The broth is done when dark and flavorful: The broth is done when it's deep brown in color and deeply flavorful — go on, taste it! You should taste a good balance of savory meat flavors and sweet vegetable flavors. The bones will also start to crumble after very long cooking — a sure sign you've extracted all possible nutrients. (It's okay, though, if your bones don't crumble; you should stop cooking when the broth tastes good to you.)

Strain the broth: Strain the broth through a fine-mesh strainer to remove all the big pieces of bone and vegetable. If you'd like a cleaner, clearer broth, strain a second time through cheesecloth.

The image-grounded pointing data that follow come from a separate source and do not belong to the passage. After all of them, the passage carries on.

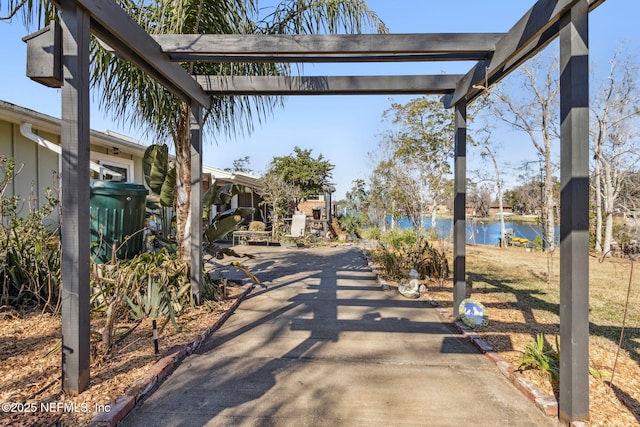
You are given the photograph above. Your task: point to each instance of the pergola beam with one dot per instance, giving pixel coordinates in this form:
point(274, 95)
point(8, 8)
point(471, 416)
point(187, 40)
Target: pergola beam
point(111, 24)
point(536, 29)
point(328, 48)
point(331, 85)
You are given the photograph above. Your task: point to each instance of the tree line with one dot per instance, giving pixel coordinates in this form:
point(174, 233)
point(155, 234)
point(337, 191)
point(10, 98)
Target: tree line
point(413, 162)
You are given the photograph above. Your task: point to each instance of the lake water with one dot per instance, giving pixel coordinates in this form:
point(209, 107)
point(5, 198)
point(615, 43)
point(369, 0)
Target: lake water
point(481, 231)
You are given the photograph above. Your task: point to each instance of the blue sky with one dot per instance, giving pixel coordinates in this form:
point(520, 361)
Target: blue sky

Save the meaty bits! You can save the big pieces of meat from making the stock and use them for other recipes, like casseroles, pasta sauces, or even stir-fries. Shred the meat into pieces and keep it refrigerated for up to 5 days, or frozen for up to 3 months.

Chill the bone broth: Cool the broth to room temperature, and then refrigerate. Depending on the kind and quantity of bones used in your broth, the chilled broth may become solid and jelly-like once chilled. That's fine! The broth will melt and become liquid again once warmed.

Scrape off the fat: As the broth chills, the fat will rise to the top and solidify. Once solid, you can scrape it off and use it for cooking or discard it.

Store the broth: The broth will keep refrigerated for up to 5 days, or frozen for up to 3 months.

Reheating bone broth: Pour out as much broth as you'd like and reheat it gently on the stove top.